An example: The SALT service have recommended for the statement that my ds has 11 sessions of 90 minutes. Sounds okay til they list what will be covered. There are 12 things and only one is actually working with ds. The others cover mettings, reports, liasing, preparing materials, obsevation etc etc. They think it is okay to directly copy this into the statement. Understandably I want time spent actually WITH ds specified. Most parents wouldn't know to request this, but get upset and confused when the 11x90 minute they thought they were getting, is actually a once a term visit in a school setting.

If you look on the SN boards you will see lots of stories of parents who are really struggling to get the needs of the child met.

I'm please there are people like you about. No idea if you have gone 'native' or whether you are challenging the system from within. Like SN parents, many SN professionals also suffer from lack of time and stressful workloads. It's lovely that you read parents reports and even better if you consider them seriously. However, my 'caseworker' (who to be fair has now read my parental advice, - coz I phoned her and asked her to) has already told me that they won't fund what I have asked for simply because they 'don't'. So even though it was read, it appears it was a waste of time my writing it.

I suppose a question for you, the people who really do consider the needs of the child first, - how influential is your contribution? And, do you tone down your suggestions if you think that the admin will laugh at you.

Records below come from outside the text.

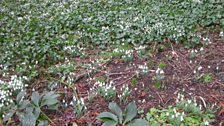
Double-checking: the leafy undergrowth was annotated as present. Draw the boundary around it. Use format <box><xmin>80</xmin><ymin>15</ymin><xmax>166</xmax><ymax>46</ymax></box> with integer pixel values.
<box><xmin>0</xmin><ymin>0</ymin><xmax>224</xmax><ymax>126</ymax></box>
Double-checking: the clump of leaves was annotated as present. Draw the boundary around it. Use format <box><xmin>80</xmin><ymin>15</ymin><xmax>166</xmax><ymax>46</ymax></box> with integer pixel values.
<box><xmin>146</xmin><ymin>95</ymin><xmax>214</xmax><ymax>126</ymax></box>
<box><xmin>3</xmin><ymin>90</ymin><xmax>59</xmax><ymax>126</ymax></box>
<box><xmin>97</xmin><ymin>102</ymin><xmax>149</xmax><ymax>126</ymax></box>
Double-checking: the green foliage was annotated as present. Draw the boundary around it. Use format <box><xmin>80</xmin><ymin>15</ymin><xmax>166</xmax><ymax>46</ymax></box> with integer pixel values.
<box><xmin>132</xmin><ymin>78</ymin><xmax>137</xmax><ymax>88</ymax></box>
<box><xmin>146</xmin><ymin>95</ymin><xmax>214</xmax><ymax>126</ymax></box>
<box><xmin>153</xmin><ymin>67</ymin><xmax>166</xmax><ymax>89</ymax></box>
<box><xmin>3</xmin><ymin>90</ymin><xmax>59</xmax><ymax>126</ymax></box>
<box><xmin>97</xmin><ymin>102</ymin><xmax>149</xmax><ymax>126</ymax></box>
<box><xmin>0</xmin><ymin>0</ymin><xmax>224</xmax><ymax>77</ymax></box>
<box><xmin>96</xmin><ymin>81</ymin><xmax>116</xmax><ymax>101</ymax></box>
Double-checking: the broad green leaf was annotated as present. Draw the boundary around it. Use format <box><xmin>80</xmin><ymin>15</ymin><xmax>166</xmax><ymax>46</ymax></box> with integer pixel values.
<box><xmin>22</xmin><ymin>112</ymin><xmax>36</xmax><ymax>126</ymax></box>
<box><xmin>33</xmin><ymin>107</ymin><xmax>41</xmax><ymax>119</ymax></box>
<box><xmin>41</xmin><ymin>98</ymin><xmax>58</xmax><ymax>107</ymax></box>
<box><xmin>124</xmin><ymin>101</ymin><xmax>137</xmax><ymax>124</ymax></box>
<box><xmin>109</xmin><ymin>103</ymin><xmax>123</xmax><ymax>123</ymax></box>
<box><xmin>19</xmin><ymin>100</ymin><xmax>30</xmax><ymax>110</ymax></box>
<box><xmin>16</xmin><ymin>90</ymin><xmax>26</xmax><ymax>104</ymax></box>
<box><xmin>127</xmin><ymin>119</ymin><xmax>149</xmax><ymax>126</ymax></box>
<box><xmin>97</xmin><ymin>112</ymin><xmax>118</xmax><ymax>122</ymax></box>
<box><xmin>3</xmin><ymin>111</ymin><xmax>15</xmax><ymax>122</ymax></box>
<box><xmin>31</xmin><ymin>91</ymin><xmax>40</xmax><ymax>106</ymax></box>
<box><xmin>37</xmin><ymin>121</ymin><xmax>48</xmax><ymax>126</ymax></box>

We have a ridiculous system here, where the chair of the panel that decides whether to assess, is the line manager of the admin casworker. How that cannot be a conflict of interest I fail to understand.

grumpyoldeeyore Wed 07-Oct-09 18:16:10

Our experience was that the LEA officer simply did not give the bulk of the evidence to the Panel to read - therefore they read it carefully and no doubt agreed with her suggestion there was insufficient evidence. She failed to give the panel our diagnosis, all the information from DS's nursery, all the reports etc. She told us she had but we did an FOI request and NONE of it went to the panel. So I accept the panel acted in good faith but they didn't have access to the evidence. She also told us that the head of the school we want DS to go to had said it was unsuitable for him. There is no way this could be true as we met her when deciding and she said her school was very suitable. As I understand it the Panel are advisory but the SEN officer makes the decision and does not have to accept the advice. It was clear in our case she decided what provision she wanted to offer and then tailored the evidence to the panel to support this leaving out anything which supported our case. Of yes and this particular officer also chaired the meeting and no minutes were taken. I work in the public sector and I have never gone to a decision making meeting where minutes were not kept. We have a lovely social worker who also sits on these panels and argues for what is in the best interest of the family. The rules say look at the needs of the child and then decide on provision - but in our case it was look at the provision we want to offer and make the child / evidence fit into this. Until parents are allowed to attend - be sure the evidence is properly considered - and listen to the arguments - there is going to be a lack of trust and transparency . At the very least these panels should have a parent representative / observer even if it is not the parent of the child concerned.